大学の国際交流センターなるところ主催で、東大助教授である斉藤兆史(さいとうよしふみ)氏の講演会。同僚のM先生と一緒に見に行く。開演前から、学生で満員。初め正直ビビリました。
英語教育系の講演でこんなに人が集まるか?
でも、なんのことはない、英語の授業でレポート提出などが義務づけられているのですね。少し、安心しました。
「達人」に学ぶ、コミュニケーション能力養成方法、というようなお題目だった。
『英語達人列伝』『英語達人塾』(中公新書)などで示してきた内容とそれ程変わらない「達人」の顔ぶれと学習方法。
- 新渡戸稲造
- 斎藤秀三郎
- 南方熊楠
- 斎藤博
- 白州次郎
- 国弘正雄
- 明石康
途中、NHK『英語でしゃべらナイト』の映像を交えて解説。M先生はこの番組のこの回を見たとのこと。流石だなぁ。
白州次郎を取り上げ、Jeep way letterの説明をしていたのだが、人称代名詞などの用法に習熟する重要性を説くのであれば、白州の用いる their とパラレルな現代の日常表現での正用と日本人的誤用とを比較して、戦前・戦後の時期でもこれだけの英語運用力を示す日本人がいたのです、とでもしてほしかった一白州ファンであった。
あとは、授業を活用せよ、辞書を引け、辞書や書籍の匂いに惚れなさい、英語によるセミナーや講演会を利用してその分野・トピックの事前学習をして参加せよ、視聴覚教材を活用せよ(時々ゆっくり発音を確認せよ、物真似で音読、dictation、反復練習)、日本語を磨け、母語能力を超える外国語能力はないと心得よ、異文化に敬意を、中身のある人間になれ、など。
講演で個人的に一番面白かったのは「カタカナ英語」批判。「ダイエット」は「減量」と同義で用いられているのがけしからん、という切り口。「本来は『食(事・餌)』のはずだから『断食ダイエット』っていうのは、どんな食なんだ?」というのには、かなり大きな声で笑ってしまった。
講演後20分ほど、質疑応答のセッションがあり、「学生はみな早く帰りたがっているんだ、場の空気を読めよ」とM先生とそわそわしていたら、あろうことか大学職員と思しき女性が近づいてきて「どうですか?」と私にマイクを。さっき大声で笑ったことへの報復か?仕方なく、「『音読・素読・暗誦』『文法』の重要性というのはよく分かったが、『語彙』の扱いはどう考えているのか?最近では、コロケーション、チャンクなど語彙への新しいアプローチも取り上げられているが、先生のお考えを。」と質問。「単語帳を作る。トピックごとにネタ帳を作る。個人的経験からもそれが一番。」というお答え。ごもっとも。

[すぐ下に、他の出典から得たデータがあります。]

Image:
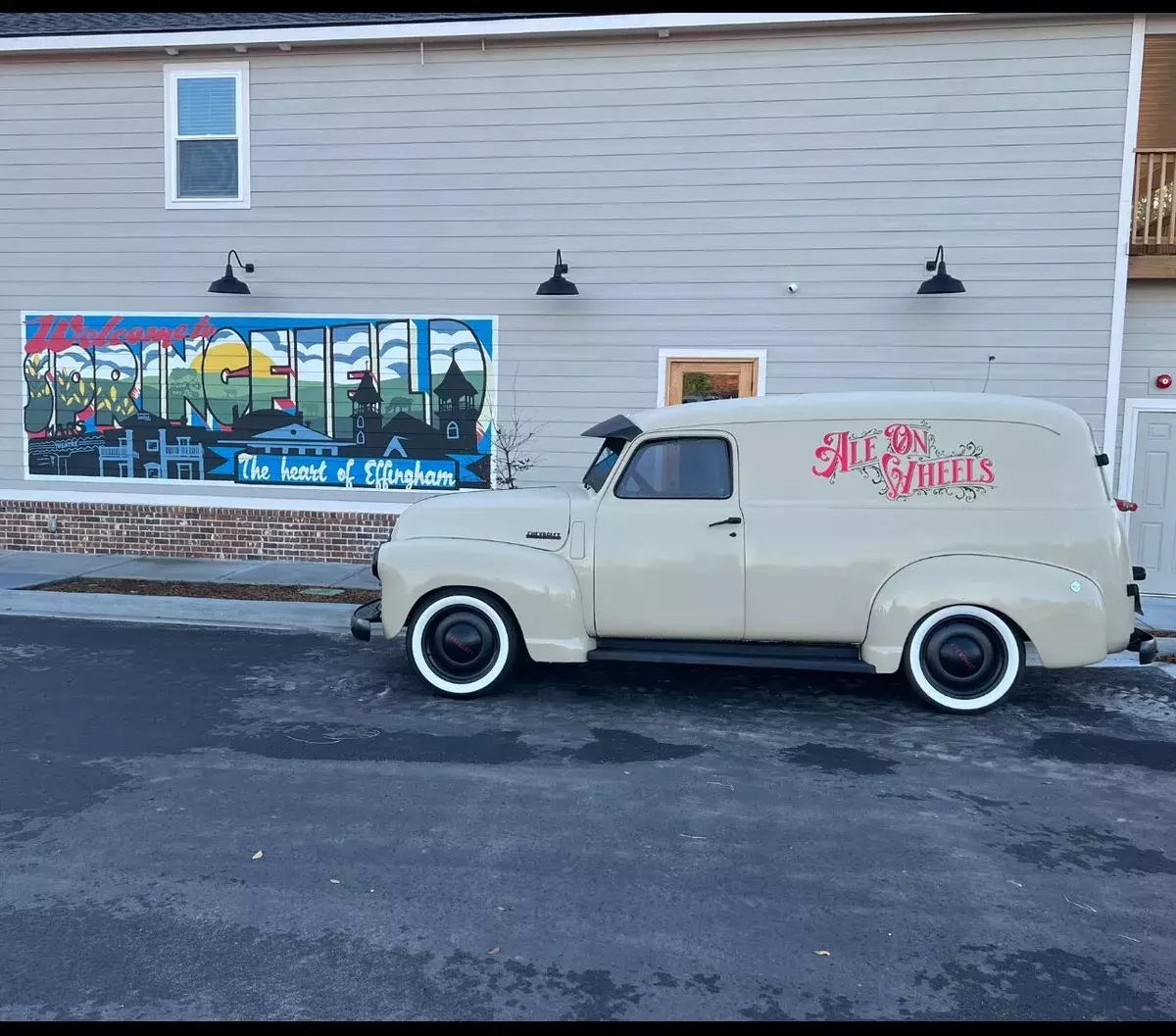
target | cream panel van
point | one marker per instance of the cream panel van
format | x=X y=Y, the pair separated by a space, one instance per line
x=933 y=533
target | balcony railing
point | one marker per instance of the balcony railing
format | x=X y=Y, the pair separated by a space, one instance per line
x=1153 y=231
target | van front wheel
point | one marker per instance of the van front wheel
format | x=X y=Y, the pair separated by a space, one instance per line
x=462 y=643
x=963 y=659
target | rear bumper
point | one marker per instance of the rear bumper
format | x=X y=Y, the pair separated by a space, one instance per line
x=1144 y=642
x=364 y=618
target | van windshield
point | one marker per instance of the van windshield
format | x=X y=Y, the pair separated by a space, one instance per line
x=606 y=458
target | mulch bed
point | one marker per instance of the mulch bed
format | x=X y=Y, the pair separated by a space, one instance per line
x=223 y=592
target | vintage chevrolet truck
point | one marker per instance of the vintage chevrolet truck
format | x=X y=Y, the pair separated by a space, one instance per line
x=933 y=533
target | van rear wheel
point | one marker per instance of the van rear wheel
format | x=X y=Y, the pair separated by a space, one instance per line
x=463 y=643
x=963 y=659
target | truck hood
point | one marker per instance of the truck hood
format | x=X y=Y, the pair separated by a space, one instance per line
x=532 y=518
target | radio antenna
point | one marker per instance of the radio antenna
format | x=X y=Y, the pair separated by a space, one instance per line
x=988 y=374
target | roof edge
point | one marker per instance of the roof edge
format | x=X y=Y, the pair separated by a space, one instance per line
x=450 y=29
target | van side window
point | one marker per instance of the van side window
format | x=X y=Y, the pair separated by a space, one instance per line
x=679 y=469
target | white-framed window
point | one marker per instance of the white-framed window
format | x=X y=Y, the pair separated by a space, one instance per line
x=206 y=119
x=685 y=375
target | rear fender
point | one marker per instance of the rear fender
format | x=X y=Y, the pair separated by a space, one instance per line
x=539 y=587
x=1067 y=625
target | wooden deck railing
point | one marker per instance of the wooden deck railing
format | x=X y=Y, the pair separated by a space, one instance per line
x=1153 y=231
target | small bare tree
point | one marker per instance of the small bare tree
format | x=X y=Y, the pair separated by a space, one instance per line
x=513 y=436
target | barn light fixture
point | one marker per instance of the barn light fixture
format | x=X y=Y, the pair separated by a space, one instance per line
x=942 y=283
x=230 y=284
x=557 y=283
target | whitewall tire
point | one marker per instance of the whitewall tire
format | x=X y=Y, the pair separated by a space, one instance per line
x=963 y=659
x=463 y=643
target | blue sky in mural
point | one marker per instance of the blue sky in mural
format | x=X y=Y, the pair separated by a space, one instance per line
x=100 y=382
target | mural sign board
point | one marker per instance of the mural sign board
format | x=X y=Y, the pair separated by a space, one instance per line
x=377 y=402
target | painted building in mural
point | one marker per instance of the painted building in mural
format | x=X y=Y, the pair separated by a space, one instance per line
x=281 y=400
x=747 y=204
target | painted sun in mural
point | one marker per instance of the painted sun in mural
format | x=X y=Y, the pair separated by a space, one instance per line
x=232 y=355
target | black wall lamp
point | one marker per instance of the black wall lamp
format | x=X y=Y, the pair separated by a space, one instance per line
x=942 y=283
x=230 y=284
x=557 y=283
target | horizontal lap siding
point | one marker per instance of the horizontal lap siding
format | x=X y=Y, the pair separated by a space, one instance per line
x=687 y=181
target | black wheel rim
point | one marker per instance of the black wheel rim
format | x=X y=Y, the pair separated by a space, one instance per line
x=462 y=645
x=963 y=658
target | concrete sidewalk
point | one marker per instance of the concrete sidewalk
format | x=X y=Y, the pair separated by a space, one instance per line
x=21 y=569
x=27 y=568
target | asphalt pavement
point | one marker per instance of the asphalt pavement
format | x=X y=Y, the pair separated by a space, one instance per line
x=216 y=823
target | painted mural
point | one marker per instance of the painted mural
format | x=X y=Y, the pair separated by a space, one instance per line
x=904 y=461
x=376 y=402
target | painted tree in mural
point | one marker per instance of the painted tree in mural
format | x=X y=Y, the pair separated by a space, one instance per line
x=385 y=402
x=39 y=407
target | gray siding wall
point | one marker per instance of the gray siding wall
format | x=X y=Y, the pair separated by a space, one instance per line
x=687 y=180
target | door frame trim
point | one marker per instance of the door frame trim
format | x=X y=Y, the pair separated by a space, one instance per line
x=665 y=355
x=1132 y=411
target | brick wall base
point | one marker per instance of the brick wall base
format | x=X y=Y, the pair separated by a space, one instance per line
x=227 y=533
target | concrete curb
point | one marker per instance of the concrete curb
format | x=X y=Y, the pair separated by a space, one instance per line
x=289 y=617
x=269 y=616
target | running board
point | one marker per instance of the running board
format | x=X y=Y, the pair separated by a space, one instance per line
x=752 y=654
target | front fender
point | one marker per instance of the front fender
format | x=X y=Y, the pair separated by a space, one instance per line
x=539 y=587
x=1067 y=627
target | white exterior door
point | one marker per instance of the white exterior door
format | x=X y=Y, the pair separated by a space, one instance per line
x=1152 y=529
x=669 y=545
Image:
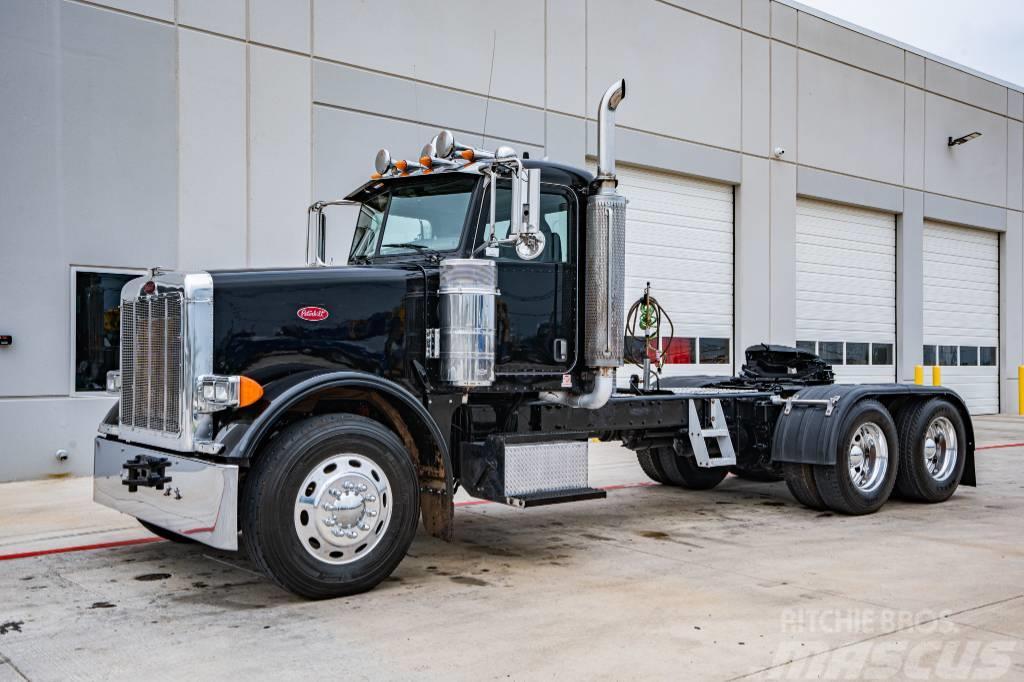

講演でもの足りなかったところは、「文法」は大学受験などで使った「英文法」の参考書を引っ張り出して丁寧にやる、というのだが、中学はともかく、高校時代に先生と一緒になって、さらに塾や予備校であれだけやったはずの文法がなぜ身についていないのか?授業で身につかなかったものが、「独習」で身につくとする根拠は?という点。さすがに、その質問をしたら、時間がかかりそうなのでやめておきました。
こんな講演を無料でしてしまう学園の懐の深さに感心しながら家路を急ぎました。